Minireview: Emerging Roles for Extracellular Vesicles in Diabetes and Related Metabolic Disorders

Abstract

Extracellular vesicles (EVs), membrane-contained vesicles released by most cell types, have attracted a large amount of research interest over the past decade. Because of their ability to transfer cargo via regulated processes, causing functional impacts on recipient cells, these structures may play important roles in cell-cell communication and have implications in the physiology of numerous organ systems. In addition, EVs have been described in most human biofluids and have wide potential as relatively noninvasive biomarkers of various pathologic conditions.
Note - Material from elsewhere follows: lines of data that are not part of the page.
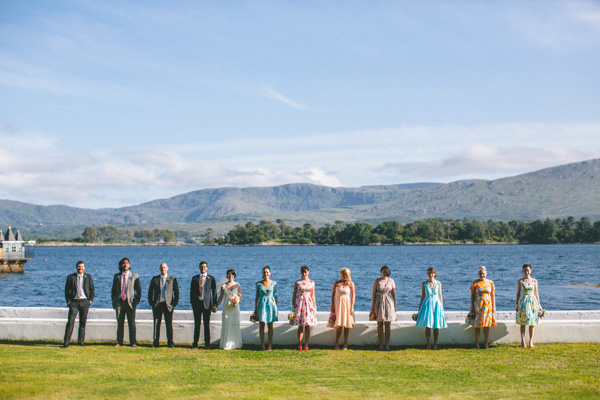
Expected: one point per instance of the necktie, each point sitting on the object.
(123, 287)
(201, 286)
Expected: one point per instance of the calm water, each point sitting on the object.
(557, 268)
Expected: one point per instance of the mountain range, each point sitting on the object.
(558, 192)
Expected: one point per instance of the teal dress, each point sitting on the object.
(266, 308)
(431, 313)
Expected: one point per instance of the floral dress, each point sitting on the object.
(384, 306)
(266, 308)
(306, 310)
(484, 317)
(528, 307)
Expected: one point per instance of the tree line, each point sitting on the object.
(434, 230)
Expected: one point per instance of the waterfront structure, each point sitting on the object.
(14, 251)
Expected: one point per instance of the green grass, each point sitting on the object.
(43, 370)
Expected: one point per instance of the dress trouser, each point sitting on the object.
(123, 309)
(75, 307)
(157, 313)
(201, 313)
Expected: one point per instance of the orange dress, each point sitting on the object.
(342, 306)
(484, 317)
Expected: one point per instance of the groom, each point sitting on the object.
(203, 296)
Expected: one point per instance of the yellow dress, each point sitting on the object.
(484, 317)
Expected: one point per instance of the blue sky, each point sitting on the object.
(113, 103)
Specifically, EVs produced by the pancreatic β-cell have been demonstrated to regulate physiologic and pathologic responses to β-cell stress, including β-cell proliferation and apoptosis. β-Cell EVs are also capable of interacting with immune cells and may contribute to the activation of autoimmune processes that trigger or propagate β-cell inflammation and destruction during the development of diabetes. EVs from adipose tissue have been shown to contribute to the development of the chronic inflammation and insulin resistance associated with obesity and metabolic syndrome via interactions with other adipose, liver, and muscle cells. Circulating EVs may also serve as biomarkers for metabolic derangements and complications associated with diabetes. This minireview describes the properties of EVs in general, followed by a more focused review of the literature describing EVs affecting the β-cell, β-cell autoimmunity, and the development of insulin resistance, which all have the potential to affect development of type 1 or type 2 diabetes.

Figure 1.

EV-related publications over time. A PubMed search was performed for publications in 5-year intervals ranging from 1900 to 2015. Search terms included exosomes OR ectosomes OR “extracellular vesicles” OR microvesicles OR microparticles OR apoptosomes OR “apoptotic bodies.” No manuscripts containing these terms were identified before 1950.

Figure 2.

Current understanding of EV release and target cell interactions. Parent cells release EVs via blebbing from the plasma membrane (PM) or exocytosis of vesicles derived from the multivesicular body. EVs travel to target cells where effects are mediated via interaction with surface receptors, endocytic uptake, or direct PM fusion and transfer of cargo.